Everybody with a network background has already seen the layers we are using. Take a glance at the table of content and take a guess. Got it?
Right, this looks a lot like the Open System Interconnection (OSI) model.
But, we are not limiting ourselves to network connections. Instead, we use a way broader definition. This means, our physical security will tackle all physical assets like servers, switches or other hardware. The same can be said about the data layer. Instead of focusing on data links, we will talk about data management in general.
I really hope this makes some sense, and you can check out the layers that are most interesting to you.
Each of the following articles will also follow a pattern. In general, we will discuss the below scenario, in the context of the above layers and talk about the following topics.
- Assess (Discovering assets/Inventory)
- Analyze (Getting information about possible attack vectors)
- Action (Implementing security measurements)
- Automate (Making things magic)
- Audit (Reviewing changes and getting reports)
Funny, all the steps are starting with an "A". This really happened by coincidence and might turn out to be a good reminder.
Anyway, for each of these topics, we will have a look at some tooling and come up with some practices to harden the layer. This might look like the below bike example.
We have one bicycle, used for commuting to work. We don't know the exact price of the bike, but a replacement will cost us ~€500.
The bike can be stolen (physical theft) at home (it is also locked in the basement) or at work (a public parking space). A thief may use the bike for driving or selling purposes.
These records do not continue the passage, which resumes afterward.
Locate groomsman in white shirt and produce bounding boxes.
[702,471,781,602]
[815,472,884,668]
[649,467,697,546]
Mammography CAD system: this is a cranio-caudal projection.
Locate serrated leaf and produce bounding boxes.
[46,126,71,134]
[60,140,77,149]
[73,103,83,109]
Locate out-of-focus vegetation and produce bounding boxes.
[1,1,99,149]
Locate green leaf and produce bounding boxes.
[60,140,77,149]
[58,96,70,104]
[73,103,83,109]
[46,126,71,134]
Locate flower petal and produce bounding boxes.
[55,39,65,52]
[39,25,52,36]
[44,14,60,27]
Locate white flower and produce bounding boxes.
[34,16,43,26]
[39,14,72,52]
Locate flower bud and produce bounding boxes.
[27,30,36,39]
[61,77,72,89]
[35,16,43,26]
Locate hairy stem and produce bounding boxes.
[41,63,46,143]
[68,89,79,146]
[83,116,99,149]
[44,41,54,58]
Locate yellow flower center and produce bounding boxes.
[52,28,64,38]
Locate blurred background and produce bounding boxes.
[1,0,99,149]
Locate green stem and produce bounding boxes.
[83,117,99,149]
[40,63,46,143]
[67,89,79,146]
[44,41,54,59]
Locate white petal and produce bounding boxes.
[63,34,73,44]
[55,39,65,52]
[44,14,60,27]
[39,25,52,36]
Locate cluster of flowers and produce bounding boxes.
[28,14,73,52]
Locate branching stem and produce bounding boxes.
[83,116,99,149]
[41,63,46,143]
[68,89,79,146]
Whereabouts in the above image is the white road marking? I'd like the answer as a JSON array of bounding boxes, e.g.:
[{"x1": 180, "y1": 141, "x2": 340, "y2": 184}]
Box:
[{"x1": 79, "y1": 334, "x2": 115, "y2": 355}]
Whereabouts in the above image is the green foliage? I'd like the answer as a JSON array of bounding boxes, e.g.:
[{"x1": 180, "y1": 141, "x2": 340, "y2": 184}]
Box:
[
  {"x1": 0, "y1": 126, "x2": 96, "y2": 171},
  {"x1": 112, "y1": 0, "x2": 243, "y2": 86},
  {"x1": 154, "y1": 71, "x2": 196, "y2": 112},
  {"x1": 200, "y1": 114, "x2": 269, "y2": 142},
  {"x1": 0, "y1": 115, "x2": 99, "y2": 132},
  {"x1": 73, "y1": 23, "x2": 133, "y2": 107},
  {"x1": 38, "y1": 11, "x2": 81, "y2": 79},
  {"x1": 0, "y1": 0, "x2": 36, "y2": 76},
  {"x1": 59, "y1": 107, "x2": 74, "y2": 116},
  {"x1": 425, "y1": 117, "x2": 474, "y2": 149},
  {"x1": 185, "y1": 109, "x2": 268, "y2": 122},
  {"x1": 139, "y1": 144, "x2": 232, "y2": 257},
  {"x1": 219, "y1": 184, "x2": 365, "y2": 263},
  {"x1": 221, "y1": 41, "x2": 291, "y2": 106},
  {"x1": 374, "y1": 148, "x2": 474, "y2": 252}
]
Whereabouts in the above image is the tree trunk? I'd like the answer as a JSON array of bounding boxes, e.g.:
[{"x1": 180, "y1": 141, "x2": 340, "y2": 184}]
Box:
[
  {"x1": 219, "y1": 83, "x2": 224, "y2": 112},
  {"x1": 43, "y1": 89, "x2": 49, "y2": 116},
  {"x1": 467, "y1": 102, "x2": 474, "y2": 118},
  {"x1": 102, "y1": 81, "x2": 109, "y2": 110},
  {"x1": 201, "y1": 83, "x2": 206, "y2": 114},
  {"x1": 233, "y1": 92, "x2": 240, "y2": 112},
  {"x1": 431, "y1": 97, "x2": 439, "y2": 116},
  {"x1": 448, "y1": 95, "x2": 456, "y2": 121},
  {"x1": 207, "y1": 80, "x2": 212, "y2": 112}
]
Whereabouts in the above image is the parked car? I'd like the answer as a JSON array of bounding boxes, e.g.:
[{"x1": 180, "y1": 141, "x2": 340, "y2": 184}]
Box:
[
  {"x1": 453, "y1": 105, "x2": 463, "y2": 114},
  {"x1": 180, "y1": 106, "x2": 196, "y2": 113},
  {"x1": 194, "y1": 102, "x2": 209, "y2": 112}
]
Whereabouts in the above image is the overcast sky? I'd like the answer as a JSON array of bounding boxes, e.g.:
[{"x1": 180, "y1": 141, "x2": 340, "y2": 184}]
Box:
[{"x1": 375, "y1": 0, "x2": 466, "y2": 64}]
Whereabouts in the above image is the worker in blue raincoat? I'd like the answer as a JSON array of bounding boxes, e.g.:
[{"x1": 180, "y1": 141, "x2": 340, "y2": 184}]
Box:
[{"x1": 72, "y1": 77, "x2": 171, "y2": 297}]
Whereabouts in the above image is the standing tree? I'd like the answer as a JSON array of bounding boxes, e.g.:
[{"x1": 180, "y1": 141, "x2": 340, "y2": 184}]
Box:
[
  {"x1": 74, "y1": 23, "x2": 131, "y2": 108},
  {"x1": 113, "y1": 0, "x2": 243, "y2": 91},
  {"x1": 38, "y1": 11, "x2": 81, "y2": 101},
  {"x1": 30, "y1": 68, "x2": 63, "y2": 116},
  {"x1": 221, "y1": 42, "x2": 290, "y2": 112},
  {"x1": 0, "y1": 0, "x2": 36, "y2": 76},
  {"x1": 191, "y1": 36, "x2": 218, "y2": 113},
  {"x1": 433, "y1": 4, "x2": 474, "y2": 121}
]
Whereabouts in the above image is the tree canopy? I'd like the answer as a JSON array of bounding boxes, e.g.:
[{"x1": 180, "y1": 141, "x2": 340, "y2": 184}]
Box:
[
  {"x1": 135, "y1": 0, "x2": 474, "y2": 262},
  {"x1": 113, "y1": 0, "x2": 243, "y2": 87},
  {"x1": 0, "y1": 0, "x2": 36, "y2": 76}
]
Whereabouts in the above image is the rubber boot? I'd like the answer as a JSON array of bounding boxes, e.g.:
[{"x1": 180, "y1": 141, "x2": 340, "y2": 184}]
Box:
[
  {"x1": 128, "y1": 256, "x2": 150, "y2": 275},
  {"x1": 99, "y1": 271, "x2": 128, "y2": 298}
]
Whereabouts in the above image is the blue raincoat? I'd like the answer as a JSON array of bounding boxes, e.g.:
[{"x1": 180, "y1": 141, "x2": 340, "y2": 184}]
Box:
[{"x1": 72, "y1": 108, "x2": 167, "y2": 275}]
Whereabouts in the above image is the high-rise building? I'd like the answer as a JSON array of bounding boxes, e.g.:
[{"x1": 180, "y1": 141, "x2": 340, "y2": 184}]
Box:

The bike is pretty old, but still has some value for us, since we are using it daily. In case it is stolen, we will need to replace it (€500) and need to buy bus tickets to go to work (~€5).
The theft rate for bikes is pretty low in our region. Overnight parking seems to be the biggest attack vector.
Almost all bike specialists consider a bike lock 10-20% of the bike price reasonable. In addition, one can buy trackers, insurances and more.
To protect the bike from theft, we will buy a lock. This lock will protect the bike in a public parking space, but is also used at home, since the bike is parked there, overnight.
Automating the lock/unlock process is not possible with our budget. There are automatic and smart locks, but these are expensive and have their own attack vectors. But we can set up some kind of reminder. We set up this reminder in our smartphone. Every time we arrive at home, we will be reminded to lock the bike, the same can be done for work.
We will subscribe to the local newsletter to get information about bike thefts in our region. In addition, we will subscribe to "The daily lock" to get information about malfunction locks or news about new attack vectors/hacking methods for our lock.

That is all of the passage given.